Shares of Baidu Inc. advanced in Hong Kong, following a surge overnight in U.S.-listed ADRs on news that BlackRock Inc. raised its stake in the Chinese internet-search giant.
rose as much as 7.9% Thursday in the Asian financial hub, hours after the company’s ADRs
closed 13% higher at US$152.25 in the U.S. The Hong Kong-listed shares outperformed a 0.4% rise in the city’s broader Hang Seng Index and a 1.7% gain in the Hang Seng Tech Index.
New York-based BlackRock, the world’s largest asset manager, said in filings that it had raised its stake in Baidu to 6.6% at end of 2022, up from 5.4% a year earlier.
Baidu shares have gained 13% this week–and 38% this year–helped also by rising sentiment for technology stocks globally and recent media reports that the company plans to commercialize its artificial-intelligence-powered chatbot, similar to OpenAI’s popular ChatGPT, and integrate the technology into its main search engine in March. The company hasn’t confirmed those reports.
Several analysts have raised price targets for Baidu in recent days.

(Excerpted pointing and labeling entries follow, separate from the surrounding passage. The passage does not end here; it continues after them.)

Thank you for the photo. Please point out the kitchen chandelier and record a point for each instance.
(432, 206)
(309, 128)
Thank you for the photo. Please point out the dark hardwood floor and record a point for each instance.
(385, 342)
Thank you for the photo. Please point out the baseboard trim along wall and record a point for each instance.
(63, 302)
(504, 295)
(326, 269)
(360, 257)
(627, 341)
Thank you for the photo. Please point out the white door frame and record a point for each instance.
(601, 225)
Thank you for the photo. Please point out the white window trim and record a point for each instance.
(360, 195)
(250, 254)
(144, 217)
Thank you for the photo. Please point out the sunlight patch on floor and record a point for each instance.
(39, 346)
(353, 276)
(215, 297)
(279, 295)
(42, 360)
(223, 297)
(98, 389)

Citi analysts on Wednesday lowered their 2022-2024 earnings estimates due to a disrupted fourth quarter and slower recovery for the advertising and cloud segments in the first quarter of 2023, but they kept a buy rating and raised their target on ADRs to US$176 from US$166 as they rolled the target forward to reflect 2024 forecasts.
“Looking beyond short-term uncertainty, we believe Baidu remains a proxy for a China SME ad budget recovery play, along with the demand rebound for travel, local services, franchising, healthcare, and other verticals,” they said in a note.
Nomura on Tuesday remained neutral on Baidu ADRs but raised its target to US$138 from US$108, partly due to its higher valuation for the company’s core ads business amid China’s economic reopening.
Baidu shares were recently 6.9% higher at 154.30 Hong Kong dollars (US$19.67).